With sulkily expressed threats that they will return to the government's preferred agenda of legislated pseudo-competition as soon as possible, in the face of near-unanimous opposition from the industry, OFWAT has withdrawn a recent threat to change the basis of remuneration for shareholders within the price review due in 2014. It is still threatened that the regime will be changed to fit Economists' models; but the danger is deferred for an indefinite period.

Meanwhile the banking business gets massively more coverage in the media than does water; partly because editors and journalists do not recognise the immense difference between unconditional human needs, represented by water,  and the availability of convenient services, such as banking: and also in recognition of the fact that finance is under much more obvious scrutiny as the Economics editors and commentators try to elucidate the debate around the 'Vickers proposals'. Vickers has proposed, and the Establishment has rallied around the concept, that a 'retail-wholesale' bifurcation of banking should take place. The UK Treasury policy is said to be that the corporate structure of the post-2008 financial conglomerates should not be changed; in line with the pretence that the amalgamated banks will eventually expose 'where all the bodies are buried' and hygienically dispose of the remains. Meanwhile it is proposed that operating divisions within those massive entities - and in  the immensely smaller niche firms that operate as specialists in that sphere  - should manage 'retail' banking on the assumption of being underwritten by the government: while 'wholesale'  areas of the agglomerated leviathans would be allowed in theory - to fail. Even if this were practicable - which it is not - it would not address the basic issue. Very simple tests can confirm that a colourless liquid is or is not water; and more-complex tests can verify whether identified water is potable: equally simple tests can verify whether a passage of credit through a succession of bank accounts is financing a real-world transaction that supports material business [or business with a material objective, such as insurance or investment for pensions].

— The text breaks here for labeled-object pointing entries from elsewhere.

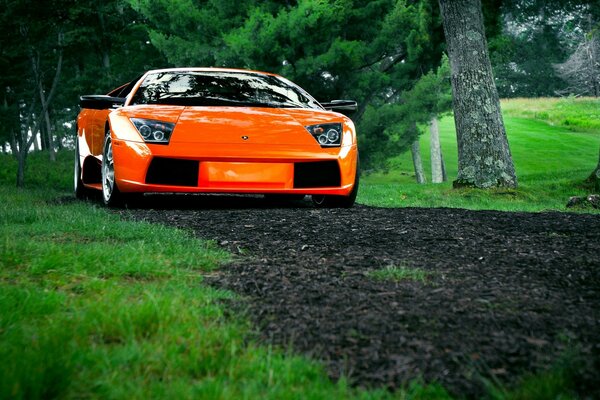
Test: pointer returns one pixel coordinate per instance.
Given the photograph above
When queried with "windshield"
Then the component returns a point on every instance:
(221, 88)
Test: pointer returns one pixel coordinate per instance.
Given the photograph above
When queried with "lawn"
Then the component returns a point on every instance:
(97, 307)
(93, 306)
(551, 162)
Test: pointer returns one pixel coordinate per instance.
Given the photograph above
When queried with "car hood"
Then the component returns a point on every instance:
(247, 124)
(219, 125)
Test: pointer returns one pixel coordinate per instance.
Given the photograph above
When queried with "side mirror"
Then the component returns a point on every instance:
(341, 105)
(100, 102)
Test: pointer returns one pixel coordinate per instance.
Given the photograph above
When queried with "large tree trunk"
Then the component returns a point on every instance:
(484, 158)
(437, 170)
(417, 163)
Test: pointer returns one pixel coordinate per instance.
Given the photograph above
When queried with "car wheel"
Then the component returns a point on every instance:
(80, 191)
(110, 191)
(333, 201)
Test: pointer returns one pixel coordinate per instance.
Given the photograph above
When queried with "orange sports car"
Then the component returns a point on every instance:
(214, 130)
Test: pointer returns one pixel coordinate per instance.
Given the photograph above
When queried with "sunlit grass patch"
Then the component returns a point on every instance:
(92, 306)
(399, 273)
(552, 163)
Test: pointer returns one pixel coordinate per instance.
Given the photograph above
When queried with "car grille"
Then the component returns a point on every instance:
(170, 171)
(317, 174)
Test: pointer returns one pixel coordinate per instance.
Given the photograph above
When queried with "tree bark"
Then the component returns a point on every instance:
(484, 158)
(415, 149)
(444, 174)
(595, 176)
(437, 172)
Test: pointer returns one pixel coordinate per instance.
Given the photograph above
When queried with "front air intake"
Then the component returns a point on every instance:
(173, 172)
(317, 174)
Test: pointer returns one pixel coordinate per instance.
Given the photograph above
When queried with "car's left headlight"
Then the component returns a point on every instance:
(153, 131)
(328, 135)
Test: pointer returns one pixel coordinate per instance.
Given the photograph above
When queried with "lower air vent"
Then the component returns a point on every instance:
(170, 171)
(317, 174)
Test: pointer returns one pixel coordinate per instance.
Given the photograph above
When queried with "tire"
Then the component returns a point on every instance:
(333, 201)
(277, 198)
(111, 195)
(80, 191)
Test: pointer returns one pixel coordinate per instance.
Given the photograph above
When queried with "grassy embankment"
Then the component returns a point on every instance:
(554, 143)
(92, 306)
(95, 307)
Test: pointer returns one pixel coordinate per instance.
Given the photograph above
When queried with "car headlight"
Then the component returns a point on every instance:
(328, 135)
(153, 131)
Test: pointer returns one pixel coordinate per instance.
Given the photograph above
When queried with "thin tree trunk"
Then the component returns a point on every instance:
(415, 149)
(47, 127)
(36, 143)
(444, 175)
(436, 152)
(484, 158)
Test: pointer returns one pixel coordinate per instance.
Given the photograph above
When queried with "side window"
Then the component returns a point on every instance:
(123, 90)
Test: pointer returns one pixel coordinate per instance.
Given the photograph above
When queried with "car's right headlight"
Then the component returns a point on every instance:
(328, 135)
(153, 131)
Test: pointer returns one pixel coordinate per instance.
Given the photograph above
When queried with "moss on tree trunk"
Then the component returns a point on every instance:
(484, 158)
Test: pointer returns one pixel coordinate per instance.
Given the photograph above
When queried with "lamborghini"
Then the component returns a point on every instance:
(215, 130)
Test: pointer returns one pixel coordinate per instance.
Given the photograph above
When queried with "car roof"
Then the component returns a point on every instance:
(208, 69)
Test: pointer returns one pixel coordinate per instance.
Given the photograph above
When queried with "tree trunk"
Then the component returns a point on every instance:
(444, 175)
(595, 176)
(484, 158)
(47, 127)
(417, 163)
(437, 174)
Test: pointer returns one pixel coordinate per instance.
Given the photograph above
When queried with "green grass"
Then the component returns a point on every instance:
(397, 274)
(576, 114)
(92, 306)
(551, 163)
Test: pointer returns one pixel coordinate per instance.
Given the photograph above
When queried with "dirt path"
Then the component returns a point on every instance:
(506, 293)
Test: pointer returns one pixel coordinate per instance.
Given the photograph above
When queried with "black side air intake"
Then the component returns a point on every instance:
(317, 174)
(171, 171)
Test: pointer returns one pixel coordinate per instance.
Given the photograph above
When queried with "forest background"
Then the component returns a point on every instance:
(388, 55)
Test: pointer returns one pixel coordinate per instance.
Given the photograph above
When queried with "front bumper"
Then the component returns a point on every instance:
(233, 168)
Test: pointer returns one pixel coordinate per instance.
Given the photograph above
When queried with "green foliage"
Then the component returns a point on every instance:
(93, 306)
(575, 114)
(372, 52)
(397, 274)
(552, 162)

But just as a water company could not guarantee the current high level of service to British consumers if it did not control all the processes in the supply sequence, so a 'retail' bank needs to operate knowledgeably in the wholesale arena to ensure the best returns on investments for its shareholders and to give assurance to all its customers that they can receive their deposits - in cash - on demand. To concentrate on the wholesale-retail issue is nonsense. As has been argued previously in this blogsite and in thousands of pre-blog, pre-twitter era discussions I have argued - and asserted - that in finance the essential distinction is not between retail and wholesale but between categories of 'products'. In terms of the flow of business in this millennium, transactions to fund the movement of goods around the world and to support material industry - including investment - are swamped by contracts [and by the consequential notional flows of money] that are outstanding in the betting games of derivative and futures trading, short-selling and the multiple other forms by which 'banks' hove been institutional gamblers. Far from ensuring the liquidisation-on-demand of their retail depositors' assets, they made the whole banking business.insolvent: compelling already-bankrupt governments in the US, Spain and the UK to raise massive financial packages to rescue the complex banks. The logical split is that of finance from gambling: with banks that have retail operations being unconditionally forbidden to gamble. That simple measure would massively increase the stability of banking, and would set a tight cap on the losses that governments and central banks could be expected to bear in the peculiar event of the fortuitous failure of a retail bank.

As Britain's retail banking inescapably passes under EU regulatory control, the innovative and globally significant high gambling business could flourish even better than before if it was pushed wholly outside the banking regime. It could grow in importance as an employer, an export earner and a source of taxation.